Countries look to park their funds in the yellow metal due to a falling US dollar and diminishing yields from government securities
The month of December 2009 is expected to be very exciting for gold lovers, bullion dealers, speculators and central banks as the International Monetary Fund (IMF) is set to sell an additional 190 tonnes of gold. India is seen as the leading suitor while smaller countries are expected to jump into the gold-buying fray.
Early last month, the RBI bought 200 tonnes of gold from the IMF for over $6.70 billion.
After India’s big purchase, Sri Lanka announced that the country had bought 10 tonnes of IMF gold for about $375 million while Mauritius purchased 2 tonnes for $71.70 million. This created speculation that almost every country is keen to increase reserves by buying the yellow metal on the back of a declining US dollar.
Speaking on the RBI’s purchase of gold, J Moses Harding, head of global markets group, IndusInd Bank, said that the purpose of the central bank’s investment in gold may have been to re-balance its investment portfolio for better returns.
Mr Harding also said that it does not make sense to hold most investments in low-yielding bonds (issued by the US or other developed countries) and as a strategy, RBI should look at spreading its investment portfolio across different asset classes and across currencies.
Since gold prices are already up by 15%-20% since the RBI’s purchase of gold, it is not sure whether the rally in gold would sustain over the longer term—beyond three-five years—and investments at the current level should be
short term in nature, he added.
The global markets expect gold prices to cross $1,200 per ounce since prices began rising from the September 2009 low of $992 per ounce. Speculations that central banks would purchase more gold to hedge against the falling US currency and fears about inflation in the year 2010 have driven prices upwards.
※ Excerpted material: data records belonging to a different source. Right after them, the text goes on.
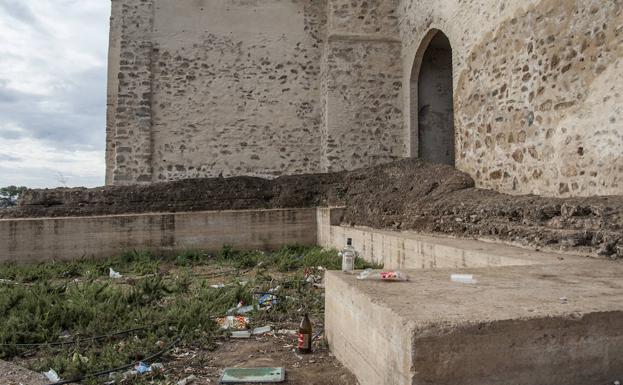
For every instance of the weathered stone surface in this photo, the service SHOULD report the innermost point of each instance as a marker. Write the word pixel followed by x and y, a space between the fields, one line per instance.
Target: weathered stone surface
pixel 267 88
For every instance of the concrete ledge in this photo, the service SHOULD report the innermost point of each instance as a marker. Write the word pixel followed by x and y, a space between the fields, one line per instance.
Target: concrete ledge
pixel 45 239
pixel 16 375
pixel 509 328
pixel 410 250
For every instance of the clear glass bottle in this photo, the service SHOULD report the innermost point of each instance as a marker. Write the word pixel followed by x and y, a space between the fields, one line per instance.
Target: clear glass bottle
pixel 348 257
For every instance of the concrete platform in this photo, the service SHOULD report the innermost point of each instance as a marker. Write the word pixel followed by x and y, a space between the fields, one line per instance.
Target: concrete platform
pixel 510 328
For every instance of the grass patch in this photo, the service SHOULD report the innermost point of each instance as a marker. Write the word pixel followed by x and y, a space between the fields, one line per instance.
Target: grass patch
pixel 166 296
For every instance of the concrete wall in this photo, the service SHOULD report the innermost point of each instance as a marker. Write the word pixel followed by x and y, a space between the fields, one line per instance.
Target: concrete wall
pixel 45 239
pixel 410 250
pixel 537 90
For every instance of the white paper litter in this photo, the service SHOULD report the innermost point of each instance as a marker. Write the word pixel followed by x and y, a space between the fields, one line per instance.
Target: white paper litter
pixel 52 375
pixel 113 274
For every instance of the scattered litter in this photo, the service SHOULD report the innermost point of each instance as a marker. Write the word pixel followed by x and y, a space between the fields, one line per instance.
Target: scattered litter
pixel 113 274
pixel 65 335
pixel 188 380
pixel 52 375
pixel 369 274
pixel 77 357
pixel 233 322
pixel 287 332
pixel 142 368
pixel 262 330
pixel 240 310
pixel 268 299
pixel 241 334
pixel 252 375
pixel 462 278
pixel 249 333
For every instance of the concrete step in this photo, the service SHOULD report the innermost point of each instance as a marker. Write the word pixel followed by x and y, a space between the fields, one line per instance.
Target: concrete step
pixel 509 328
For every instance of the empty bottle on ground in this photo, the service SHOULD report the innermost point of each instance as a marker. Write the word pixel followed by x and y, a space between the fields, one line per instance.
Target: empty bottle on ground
pixel 348 256
pixel 305 336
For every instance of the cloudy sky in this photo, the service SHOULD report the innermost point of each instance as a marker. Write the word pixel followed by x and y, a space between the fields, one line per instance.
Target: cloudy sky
pixel 53 92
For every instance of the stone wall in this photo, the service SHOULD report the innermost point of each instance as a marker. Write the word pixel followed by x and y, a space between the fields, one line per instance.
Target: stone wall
pixel 201 88
pixel 232 88
pixel 537 90
pixel 361 86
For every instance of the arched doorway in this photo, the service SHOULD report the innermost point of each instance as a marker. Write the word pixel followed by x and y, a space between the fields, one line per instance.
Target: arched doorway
pixel 432 109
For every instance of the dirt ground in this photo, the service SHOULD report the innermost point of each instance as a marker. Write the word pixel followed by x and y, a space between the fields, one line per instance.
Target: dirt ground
pixel 404 195
pixel 16 375
pixel 178 295
pixel 275 350
pixel 270 350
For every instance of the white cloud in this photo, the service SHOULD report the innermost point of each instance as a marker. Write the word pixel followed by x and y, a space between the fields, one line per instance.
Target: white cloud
pixel 52 91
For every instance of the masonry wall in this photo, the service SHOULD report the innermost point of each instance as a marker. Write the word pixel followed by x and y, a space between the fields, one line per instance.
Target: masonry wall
pixel 537 90
pixel 232 88
pixel 201 88
pixel 361 86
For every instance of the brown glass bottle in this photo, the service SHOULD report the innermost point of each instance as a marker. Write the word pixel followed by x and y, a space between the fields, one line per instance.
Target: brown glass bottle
pixel 305 336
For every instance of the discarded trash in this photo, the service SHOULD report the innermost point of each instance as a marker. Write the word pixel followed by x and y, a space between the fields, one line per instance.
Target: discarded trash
pixel 348 255
pixel 369 274
pixel 462 278
pixel 113 274
pixel 252 375
pixel 233 322
pixel 239 310
pixel 268 300
pixel 287 332
pixel 142 368
pixel 249 333
pixel 305 336
pixel 241 334
pixel 77 357
pixel 262 330
pixel 52 375
pixel 187 380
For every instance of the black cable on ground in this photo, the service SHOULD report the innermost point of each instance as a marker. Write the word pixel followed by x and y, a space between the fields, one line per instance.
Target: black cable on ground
pixel 128 366
pixel 97 338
According to Mr Harding, the weak dollar and low interest rate regimes in developed economies will keep the bull phase of gold intact for an extended period of time. But it is very difficult to set a target as gold is trading at levels not seen before (after a sharp fall from $1,030 to $680 per ounce since March-October 2008), registering a 75% rally since October 2008, he said.
Mr Harding also feels that the yellow metal is now in safe haven due to weak (and uncertain) equity markets across the globe and low yields on bonds. Also, the performance of the real-estate market is under a cloud as a quick global economic turnaround is not expected, he added.
History indicates that gold prices have always been riding on the movement of the US dollar. Hence, investors need to be very cautious when it comes to investment in gold from here on, as gold prices are being clearly driven by the depreciating US dollar. If the greenback shows strong signs of appreciation in the future, a correction in gold prices is probably likely.
Despite the fact that gold prices have made new highs globally, the demand in India still remains suppressed.
According to provisional data released by the Bombay Bullion Association (BBA), India’s gold imports have declined to around 18 tonnes for November 2009, compared to the 34 tonnes the country had imported the same month last year. In October 2009, the country had imported 48 tonnes of gold, a rise of 45% compared to 33 tonnes in the corresponding period last year due to sharp rise in jewellery demand and a pick-up in investment.
In November 2009, Minerals & Metals Trading Corporation (MMTC) had picked up 15.13 tonnes from the global market as against 10.42 tonnes in the same period in 2008-2009. In the first ten months of 2009, gold imports were 156.9 tonnes, down 59% from 383 tonnes in the same period in 2008, as per BBA data. Again, gold imports till November this fiscal remained low at around 400 tonnes, compared with 635 tonnes in the same period last year.